Judah was Joseph’s brother, one of the 12 brothers.

Judas was one of the 12 disciples who spent three years with Jesus, like a brother.

Brothers used Goat’s blood in his place

In place of Joseph, the sons of Jacob dipped his coat in the blood of a goat, representing the blood as Joseph’s (Genesis 37:31)

The tribes of Jacob, were instructed to sacrifice the blood of animals for their sins.  This was until Messiah came, who was pictured in sacrifice.

Suffered from false accusations and slander

Joseph as a slave, in Egypt was falsely accused and slandered by the Egyptians. (Genesis 39:17-19)

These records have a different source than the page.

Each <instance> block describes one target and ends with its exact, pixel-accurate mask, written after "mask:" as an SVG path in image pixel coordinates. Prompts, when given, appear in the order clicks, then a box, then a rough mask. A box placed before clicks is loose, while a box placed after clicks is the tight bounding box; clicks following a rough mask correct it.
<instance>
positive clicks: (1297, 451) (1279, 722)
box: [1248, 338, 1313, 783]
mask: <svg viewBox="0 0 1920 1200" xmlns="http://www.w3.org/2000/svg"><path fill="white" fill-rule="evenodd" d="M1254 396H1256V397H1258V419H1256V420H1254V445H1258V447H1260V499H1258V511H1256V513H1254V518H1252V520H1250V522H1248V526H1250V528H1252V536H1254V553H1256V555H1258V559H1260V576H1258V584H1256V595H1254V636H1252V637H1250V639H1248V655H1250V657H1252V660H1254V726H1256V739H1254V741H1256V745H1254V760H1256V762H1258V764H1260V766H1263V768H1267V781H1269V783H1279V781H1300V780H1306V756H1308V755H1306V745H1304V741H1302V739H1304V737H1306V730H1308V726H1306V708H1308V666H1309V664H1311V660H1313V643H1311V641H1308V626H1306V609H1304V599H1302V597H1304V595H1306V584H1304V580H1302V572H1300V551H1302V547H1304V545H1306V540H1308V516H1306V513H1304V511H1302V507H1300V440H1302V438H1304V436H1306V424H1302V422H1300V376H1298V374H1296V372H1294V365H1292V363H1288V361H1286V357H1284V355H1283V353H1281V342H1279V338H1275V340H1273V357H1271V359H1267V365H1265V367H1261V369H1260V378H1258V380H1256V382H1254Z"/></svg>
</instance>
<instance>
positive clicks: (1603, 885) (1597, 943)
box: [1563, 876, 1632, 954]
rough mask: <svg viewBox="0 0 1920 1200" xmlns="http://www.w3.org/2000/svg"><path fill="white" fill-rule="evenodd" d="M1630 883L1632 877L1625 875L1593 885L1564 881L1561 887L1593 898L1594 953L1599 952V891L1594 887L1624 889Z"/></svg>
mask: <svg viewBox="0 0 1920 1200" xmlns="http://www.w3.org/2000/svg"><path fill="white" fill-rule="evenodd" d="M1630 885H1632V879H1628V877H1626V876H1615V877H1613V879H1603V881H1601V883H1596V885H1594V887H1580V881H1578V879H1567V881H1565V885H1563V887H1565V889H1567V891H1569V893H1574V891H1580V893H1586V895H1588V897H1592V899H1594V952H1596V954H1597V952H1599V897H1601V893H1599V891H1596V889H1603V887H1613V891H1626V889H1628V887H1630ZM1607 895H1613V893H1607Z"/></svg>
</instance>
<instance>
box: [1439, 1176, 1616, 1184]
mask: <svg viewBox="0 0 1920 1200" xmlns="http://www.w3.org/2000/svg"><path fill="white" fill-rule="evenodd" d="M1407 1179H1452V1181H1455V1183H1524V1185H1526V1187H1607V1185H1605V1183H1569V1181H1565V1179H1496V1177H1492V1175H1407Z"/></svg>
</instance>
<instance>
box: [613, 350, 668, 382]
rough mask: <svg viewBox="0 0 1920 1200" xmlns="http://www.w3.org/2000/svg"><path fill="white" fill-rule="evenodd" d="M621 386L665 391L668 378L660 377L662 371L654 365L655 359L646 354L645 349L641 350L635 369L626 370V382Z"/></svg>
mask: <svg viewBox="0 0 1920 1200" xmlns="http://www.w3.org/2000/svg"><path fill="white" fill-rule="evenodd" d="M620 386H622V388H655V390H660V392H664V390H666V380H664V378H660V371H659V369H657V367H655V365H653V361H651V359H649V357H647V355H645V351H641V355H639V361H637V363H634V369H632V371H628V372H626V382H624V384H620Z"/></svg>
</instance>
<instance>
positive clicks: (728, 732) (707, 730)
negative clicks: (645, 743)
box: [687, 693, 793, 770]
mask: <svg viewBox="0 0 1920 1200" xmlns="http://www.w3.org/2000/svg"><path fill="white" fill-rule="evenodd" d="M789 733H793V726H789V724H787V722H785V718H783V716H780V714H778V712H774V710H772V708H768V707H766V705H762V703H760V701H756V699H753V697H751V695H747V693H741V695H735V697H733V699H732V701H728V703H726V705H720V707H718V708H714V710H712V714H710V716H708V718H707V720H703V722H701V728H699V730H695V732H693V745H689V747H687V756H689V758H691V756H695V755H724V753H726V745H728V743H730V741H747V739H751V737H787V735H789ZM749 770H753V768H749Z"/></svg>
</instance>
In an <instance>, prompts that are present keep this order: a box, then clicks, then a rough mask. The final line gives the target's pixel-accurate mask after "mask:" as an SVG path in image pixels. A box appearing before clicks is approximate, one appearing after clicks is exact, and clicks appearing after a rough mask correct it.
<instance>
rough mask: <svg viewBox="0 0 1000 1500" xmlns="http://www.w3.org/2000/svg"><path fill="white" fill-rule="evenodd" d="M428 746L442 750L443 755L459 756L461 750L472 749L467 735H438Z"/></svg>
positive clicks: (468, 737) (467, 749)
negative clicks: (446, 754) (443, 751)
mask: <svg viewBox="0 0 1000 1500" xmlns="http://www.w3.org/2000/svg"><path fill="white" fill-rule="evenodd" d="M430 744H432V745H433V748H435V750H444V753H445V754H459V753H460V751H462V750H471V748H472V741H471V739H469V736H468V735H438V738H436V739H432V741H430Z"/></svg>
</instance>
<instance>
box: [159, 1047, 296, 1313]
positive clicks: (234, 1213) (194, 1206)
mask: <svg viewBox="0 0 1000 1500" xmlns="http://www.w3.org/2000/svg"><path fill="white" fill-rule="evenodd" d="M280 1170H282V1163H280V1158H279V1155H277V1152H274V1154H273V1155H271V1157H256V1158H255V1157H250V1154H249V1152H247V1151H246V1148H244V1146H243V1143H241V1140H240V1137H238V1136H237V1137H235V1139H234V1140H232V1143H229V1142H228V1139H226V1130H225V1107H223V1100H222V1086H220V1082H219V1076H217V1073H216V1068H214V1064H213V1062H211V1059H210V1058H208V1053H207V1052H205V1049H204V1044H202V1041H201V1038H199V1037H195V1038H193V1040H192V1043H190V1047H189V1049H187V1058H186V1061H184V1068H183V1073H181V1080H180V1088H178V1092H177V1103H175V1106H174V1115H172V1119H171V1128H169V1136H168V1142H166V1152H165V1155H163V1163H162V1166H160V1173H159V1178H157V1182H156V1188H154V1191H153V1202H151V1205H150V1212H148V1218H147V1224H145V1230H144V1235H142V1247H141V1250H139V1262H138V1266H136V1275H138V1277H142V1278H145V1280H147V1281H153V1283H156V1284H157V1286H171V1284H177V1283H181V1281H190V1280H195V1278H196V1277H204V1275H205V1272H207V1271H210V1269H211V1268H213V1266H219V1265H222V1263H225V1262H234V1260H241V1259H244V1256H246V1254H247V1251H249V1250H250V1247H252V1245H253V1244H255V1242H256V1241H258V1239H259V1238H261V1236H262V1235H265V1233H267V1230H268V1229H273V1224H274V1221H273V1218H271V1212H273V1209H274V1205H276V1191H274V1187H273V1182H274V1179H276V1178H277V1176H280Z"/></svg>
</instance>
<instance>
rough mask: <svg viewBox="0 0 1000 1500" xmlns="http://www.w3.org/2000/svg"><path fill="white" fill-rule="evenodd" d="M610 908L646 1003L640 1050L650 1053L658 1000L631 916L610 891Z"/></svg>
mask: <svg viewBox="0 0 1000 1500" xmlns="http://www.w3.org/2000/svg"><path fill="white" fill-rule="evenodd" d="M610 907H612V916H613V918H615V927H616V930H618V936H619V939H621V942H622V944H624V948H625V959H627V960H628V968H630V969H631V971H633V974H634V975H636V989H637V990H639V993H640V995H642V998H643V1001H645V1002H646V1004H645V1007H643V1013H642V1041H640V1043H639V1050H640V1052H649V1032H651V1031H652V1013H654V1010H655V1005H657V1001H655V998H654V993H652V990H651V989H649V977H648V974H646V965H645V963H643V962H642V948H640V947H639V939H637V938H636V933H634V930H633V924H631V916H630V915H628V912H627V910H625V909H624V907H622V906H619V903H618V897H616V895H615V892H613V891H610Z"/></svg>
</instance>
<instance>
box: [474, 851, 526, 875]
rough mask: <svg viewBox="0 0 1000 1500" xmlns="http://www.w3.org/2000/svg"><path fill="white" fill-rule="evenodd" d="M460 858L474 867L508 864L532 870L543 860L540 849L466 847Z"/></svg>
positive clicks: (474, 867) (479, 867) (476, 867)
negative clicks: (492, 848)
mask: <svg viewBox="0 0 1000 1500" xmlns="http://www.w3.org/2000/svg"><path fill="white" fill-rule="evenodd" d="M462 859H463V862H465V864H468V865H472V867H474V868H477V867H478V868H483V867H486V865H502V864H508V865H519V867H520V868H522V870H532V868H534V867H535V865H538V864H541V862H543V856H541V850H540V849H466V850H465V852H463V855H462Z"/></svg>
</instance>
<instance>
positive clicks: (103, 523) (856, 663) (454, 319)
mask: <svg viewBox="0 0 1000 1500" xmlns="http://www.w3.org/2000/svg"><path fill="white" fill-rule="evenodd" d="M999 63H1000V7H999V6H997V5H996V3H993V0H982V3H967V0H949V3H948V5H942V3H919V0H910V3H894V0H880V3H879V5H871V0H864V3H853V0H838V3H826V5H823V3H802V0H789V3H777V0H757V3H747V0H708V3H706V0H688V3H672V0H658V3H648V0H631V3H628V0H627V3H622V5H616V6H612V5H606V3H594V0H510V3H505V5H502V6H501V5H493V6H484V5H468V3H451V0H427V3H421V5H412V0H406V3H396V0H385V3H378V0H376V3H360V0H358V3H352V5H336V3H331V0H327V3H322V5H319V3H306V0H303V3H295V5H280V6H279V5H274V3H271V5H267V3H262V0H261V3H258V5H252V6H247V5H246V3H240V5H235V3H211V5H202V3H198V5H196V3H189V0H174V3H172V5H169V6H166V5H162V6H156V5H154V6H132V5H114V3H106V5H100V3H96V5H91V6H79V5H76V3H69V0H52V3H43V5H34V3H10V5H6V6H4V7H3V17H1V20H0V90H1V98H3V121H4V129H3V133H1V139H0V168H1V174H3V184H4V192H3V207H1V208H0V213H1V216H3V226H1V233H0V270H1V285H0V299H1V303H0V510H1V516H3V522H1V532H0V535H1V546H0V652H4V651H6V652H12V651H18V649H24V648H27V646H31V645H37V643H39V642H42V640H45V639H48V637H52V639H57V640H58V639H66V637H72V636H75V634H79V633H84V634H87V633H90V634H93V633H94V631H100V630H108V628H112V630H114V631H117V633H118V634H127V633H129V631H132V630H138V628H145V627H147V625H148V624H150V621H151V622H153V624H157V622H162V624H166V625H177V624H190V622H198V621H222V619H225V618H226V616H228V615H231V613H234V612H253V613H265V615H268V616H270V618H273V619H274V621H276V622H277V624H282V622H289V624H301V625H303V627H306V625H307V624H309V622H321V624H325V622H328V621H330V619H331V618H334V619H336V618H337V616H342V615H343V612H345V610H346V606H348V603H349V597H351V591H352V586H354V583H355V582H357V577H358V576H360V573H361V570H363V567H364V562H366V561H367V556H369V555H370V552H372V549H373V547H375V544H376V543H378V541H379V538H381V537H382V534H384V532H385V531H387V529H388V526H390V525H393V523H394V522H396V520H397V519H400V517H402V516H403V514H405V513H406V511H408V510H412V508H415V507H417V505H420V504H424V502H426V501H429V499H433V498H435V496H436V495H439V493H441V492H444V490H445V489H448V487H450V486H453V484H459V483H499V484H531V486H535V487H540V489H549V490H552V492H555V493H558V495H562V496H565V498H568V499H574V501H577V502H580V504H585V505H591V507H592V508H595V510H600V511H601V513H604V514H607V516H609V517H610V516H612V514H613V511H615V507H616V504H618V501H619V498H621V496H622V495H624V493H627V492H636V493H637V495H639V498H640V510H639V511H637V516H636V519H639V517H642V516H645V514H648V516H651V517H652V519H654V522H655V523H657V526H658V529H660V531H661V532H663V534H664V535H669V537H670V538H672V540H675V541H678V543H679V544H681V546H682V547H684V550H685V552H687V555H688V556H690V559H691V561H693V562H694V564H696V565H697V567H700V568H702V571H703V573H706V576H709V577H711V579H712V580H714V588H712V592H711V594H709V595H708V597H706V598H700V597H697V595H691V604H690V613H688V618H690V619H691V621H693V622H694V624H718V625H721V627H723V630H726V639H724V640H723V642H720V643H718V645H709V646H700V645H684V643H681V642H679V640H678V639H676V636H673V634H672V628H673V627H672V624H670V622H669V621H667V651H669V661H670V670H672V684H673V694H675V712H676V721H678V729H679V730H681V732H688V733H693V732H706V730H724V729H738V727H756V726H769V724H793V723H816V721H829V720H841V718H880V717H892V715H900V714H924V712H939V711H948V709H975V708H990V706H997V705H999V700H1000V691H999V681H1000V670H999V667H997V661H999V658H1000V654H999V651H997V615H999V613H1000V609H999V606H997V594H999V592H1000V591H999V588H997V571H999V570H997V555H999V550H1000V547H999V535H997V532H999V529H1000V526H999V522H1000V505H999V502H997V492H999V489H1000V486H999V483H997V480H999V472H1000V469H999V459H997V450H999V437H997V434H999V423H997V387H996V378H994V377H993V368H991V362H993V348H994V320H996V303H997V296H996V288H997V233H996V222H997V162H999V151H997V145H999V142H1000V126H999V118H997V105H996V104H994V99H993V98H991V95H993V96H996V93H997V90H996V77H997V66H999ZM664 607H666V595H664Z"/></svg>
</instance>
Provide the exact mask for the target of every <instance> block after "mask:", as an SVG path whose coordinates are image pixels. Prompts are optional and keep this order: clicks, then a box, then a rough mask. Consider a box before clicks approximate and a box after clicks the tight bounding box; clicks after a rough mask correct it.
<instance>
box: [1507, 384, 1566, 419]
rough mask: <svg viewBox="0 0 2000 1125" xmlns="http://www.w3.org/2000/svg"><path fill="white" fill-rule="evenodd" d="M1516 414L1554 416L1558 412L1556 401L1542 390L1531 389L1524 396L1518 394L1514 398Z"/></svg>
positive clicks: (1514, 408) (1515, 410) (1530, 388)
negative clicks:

Jesus was falsely accused by the High-Priest and others.  (Matthew 26:59-61)

Exalted to become savior of Egypt

Joseph was elevated by Pharaoh to be the savior of Egypt. (Genesis 41)

Jesus rejected by the Jews, was accepted by the Gentiles as savior.

Honored but unknown to his brothers.

As Joseph was honored by the Egyptians/Gentiles he was unknown to his brothers, being considered as dead.

(Genesis 42:7-8)

Jesus is honored by the Gentiles, but virtually unknown to the Jews his brothers, being considered dead.


Joseph’s brothers did not recognize Joseph the first time they saw him, being about age 30(Genesis 42:7-8)

Jesus was not recognized by the Jews at his first coming, being about age 30.


Joseph revealed himself to his brothers the when they were alone. (Genesis 45:7)

Jesus at his second coming will be revealed to Israel. (Matthew 23:38-39 ; 26:64




[1] Psalm 2 refers to the Messiah, in verse 2, Daniel 9:25 and 26 refers to Messiah the Prince (dyig'n ;xyiv'm-d) who is “Cut” or killed.

[2]  See Psalm 19:14, 78:35, Isaiah 41:14, 43:14, 44:6, 44:24, 47:4, 49:7, 49:26, 54:5, 54:8, 59:20, 60:16, 63:16, Jeremiah 50:34. Here the word lag Ga'al is applied to God who is called our kinsman-redeemer.

[3] Type means a "model" or "pattern" or "mould" into which clay or wax was pressed, that it might take the figure or exact shape of the mould. The word "type" is generally used to denote a resemblance between something present and something future, which is called the "antitype."

[4] Sarah was 90 years old when she gave birth to Isaac, and she died when she was 127-years old, Isaac would have been 37-years old at her death.  Isaac married Rebecca after the death of his mother.